Rômulo Paes de Sousa é epidemiologista e especialista em avaliação de políticas públicas, cujas áreas de interesse são: saúde e exclusão social, saúde urbana, saúde ambiental, avaliação do impacto de políticas sociais e sistemas de informação geográficos. É médico, especialista em medicina social (UFMG) e PhD em epidemiologia ambiental pela London School of Hygiene and Tropical Medicine (University of London), tendo trabalhado no Brasil, Reino Unido e Egito como docente, pesquisador e consultor em epidemiologia, sistemas de informação em saúde e saúde pública. No período de março de 2004 a maio de 2007, foi Secretário de Avaliação e Gestão da Informação do Ministério de Desenvolvimento Social e Combate à Fome. No período de 2001 a 2004, foi consultor do Ministério da Saúde, coordenando o desenvolvimento do Atlas de Saúde do Brasil 2004. Foi docente de epidemiologia na Faculdade de Medicina da UFMG e de sistemas de informação do mestrado em Administração Pública da Fundação João Pinheiro. É pesquisador associado do Centro de Estudos Internacionais sobre Governo (CEGOV) da Universidade Federal do Rio Grande do Sul. Foi Secretário Executivo Adjunto do Ministério de Desenvolvimento Social e Combate à Fome de dezembro de 2009 a abril de 2010, onde atualmente exerce as funções de Secretário Executivo a partir de abril de 2010.Tem trabalhado como consultor nacional e internacional. Dentre as instituições para as quais realizou trabalhos de consultoria destacam-se: UK Department For International Development (DFID), Egyptian Environmental Affairs Agency e Ministério da Saúde do Brasil (Fonte: Lattes).

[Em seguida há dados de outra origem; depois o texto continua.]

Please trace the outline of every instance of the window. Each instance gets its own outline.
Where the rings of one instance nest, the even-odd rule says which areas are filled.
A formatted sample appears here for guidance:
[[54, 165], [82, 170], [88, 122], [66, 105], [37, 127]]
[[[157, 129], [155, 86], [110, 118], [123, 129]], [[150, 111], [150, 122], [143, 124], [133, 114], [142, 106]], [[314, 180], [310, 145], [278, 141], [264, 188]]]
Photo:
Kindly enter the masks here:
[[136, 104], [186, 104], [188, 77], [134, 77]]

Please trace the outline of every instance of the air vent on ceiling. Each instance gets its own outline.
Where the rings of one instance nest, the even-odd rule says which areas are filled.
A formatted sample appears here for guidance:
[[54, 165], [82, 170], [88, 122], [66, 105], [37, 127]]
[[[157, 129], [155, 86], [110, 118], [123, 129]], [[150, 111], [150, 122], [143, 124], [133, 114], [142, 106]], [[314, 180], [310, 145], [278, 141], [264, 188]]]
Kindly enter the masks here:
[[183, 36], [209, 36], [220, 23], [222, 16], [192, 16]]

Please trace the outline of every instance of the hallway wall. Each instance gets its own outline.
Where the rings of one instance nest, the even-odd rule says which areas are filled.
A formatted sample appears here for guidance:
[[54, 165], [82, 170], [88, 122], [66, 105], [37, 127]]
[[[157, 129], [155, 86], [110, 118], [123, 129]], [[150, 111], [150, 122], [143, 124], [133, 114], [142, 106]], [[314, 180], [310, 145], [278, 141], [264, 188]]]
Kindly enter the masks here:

1 Comentário em “ Redução da desigualdade só é possível com a sustentabilidade orientando o desenvolvimento ”

  1. Risoleta
    09/05/16 - 10:05

    Bom dia.
    Temos sorte de te-lo como parte da nossa sociedade. Não poderíamos esperar menos do senhor sobre este tema tao relevante nos dias atuais. Parabéns por mais esta contribuição.